One lesson was for park officials in communicating to the public the risk the fire posed to Sperry. Prior to the chalet burning, park officials announced that the chalet was “well protected,” which investigators believe probably gave the public a false sense of the situation at hand.
“There was no mention of the fact that despite taking solid measures to protect the values at risk there are no guarantees firefighters will be able to successfully protect every structure,” the report states.
The report’s authors also recommend that wildland firefighters receive additional training in dealing with structure fires and how to install sprinkler systems atop buildings. Although sprinklers were installed on the Sperry Chalet dormitory, only the NPS building maintenance employee at Sperry had been trained to safely go on the roof. That type of training is especially important, the report’s authors concluded, as “more parks are experiencing larger wildfires and more historic structures are at risk.”
The report also recommends that the National Park Service dedicate more resources to helping firefighters deal with the aftermath a major incident. Following the loss of Sperry, only one firefighter was formally debriefed on the incident, yet all five people assigned to the blaze reportedly felt “despair” for having lost the building.

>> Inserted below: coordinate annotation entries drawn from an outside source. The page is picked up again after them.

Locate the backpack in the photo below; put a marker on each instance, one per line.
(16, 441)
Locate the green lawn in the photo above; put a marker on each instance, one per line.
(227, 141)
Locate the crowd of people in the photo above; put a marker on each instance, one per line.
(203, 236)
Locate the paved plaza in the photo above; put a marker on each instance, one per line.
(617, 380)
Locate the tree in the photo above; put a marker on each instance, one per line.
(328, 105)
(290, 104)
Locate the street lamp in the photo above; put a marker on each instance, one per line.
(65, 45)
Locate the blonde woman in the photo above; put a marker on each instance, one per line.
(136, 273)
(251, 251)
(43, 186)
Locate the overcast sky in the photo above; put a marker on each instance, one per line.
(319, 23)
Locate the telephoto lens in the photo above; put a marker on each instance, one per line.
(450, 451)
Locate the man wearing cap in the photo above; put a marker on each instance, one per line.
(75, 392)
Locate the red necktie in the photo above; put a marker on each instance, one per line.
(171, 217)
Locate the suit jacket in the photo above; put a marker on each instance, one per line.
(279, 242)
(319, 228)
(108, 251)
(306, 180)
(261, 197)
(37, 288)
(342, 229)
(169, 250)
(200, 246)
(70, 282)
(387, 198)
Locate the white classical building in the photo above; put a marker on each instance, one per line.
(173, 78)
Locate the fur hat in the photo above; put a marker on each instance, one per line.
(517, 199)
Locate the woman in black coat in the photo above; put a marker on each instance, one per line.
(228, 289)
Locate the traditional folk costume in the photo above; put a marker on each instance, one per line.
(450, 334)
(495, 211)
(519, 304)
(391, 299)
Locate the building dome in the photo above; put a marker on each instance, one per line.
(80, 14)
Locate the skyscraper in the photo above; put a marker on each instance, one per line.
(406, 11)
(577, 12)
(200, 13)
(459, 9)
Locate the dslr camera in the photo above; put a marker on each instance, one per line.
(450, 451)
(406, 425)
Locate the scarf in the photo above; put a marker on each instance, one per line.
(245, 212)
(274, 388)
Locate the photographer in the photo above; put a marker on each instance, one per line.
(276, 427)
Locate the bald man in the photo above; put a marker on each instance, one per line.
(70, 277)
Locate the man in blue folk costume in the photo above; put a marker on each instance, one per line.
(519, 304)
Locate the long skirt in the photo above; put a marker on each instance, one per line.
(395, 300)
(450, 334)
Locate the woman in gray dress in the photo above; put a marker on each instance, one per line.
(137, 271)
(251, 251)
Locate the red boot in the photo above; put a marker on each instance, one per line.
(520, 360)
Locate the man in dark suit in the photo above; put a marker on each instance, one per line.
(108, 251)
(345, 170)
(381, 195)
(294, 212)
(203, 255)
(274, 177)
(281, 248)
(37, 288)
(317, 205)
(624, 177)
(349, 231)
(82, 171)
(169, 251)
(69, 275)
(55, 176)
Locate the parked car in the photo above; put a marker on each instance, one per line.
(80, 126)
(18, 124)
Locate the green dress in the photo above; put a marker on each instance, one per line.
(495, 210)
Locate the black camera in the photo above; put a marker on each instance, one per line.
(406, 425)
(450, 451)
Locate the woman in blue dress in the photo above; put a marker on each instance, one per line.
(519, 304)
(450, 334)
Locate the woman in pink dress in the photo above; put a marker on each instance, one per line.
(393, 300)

Glacier Park Superintendent Jeff Mow praised the authors of the report as well as the firefighters stationed at Sperry who saved the buildings surrounding the dormitory, including the Dining Hall.
“We now turn our attention to restoring the Sperry Chalet experience for the next 100 years,” Mow said.
Earlier this month, the National Park Service allocated $12 million to rebuild the history Sperry Chalet dormitory. Construction is expected to begin this summer.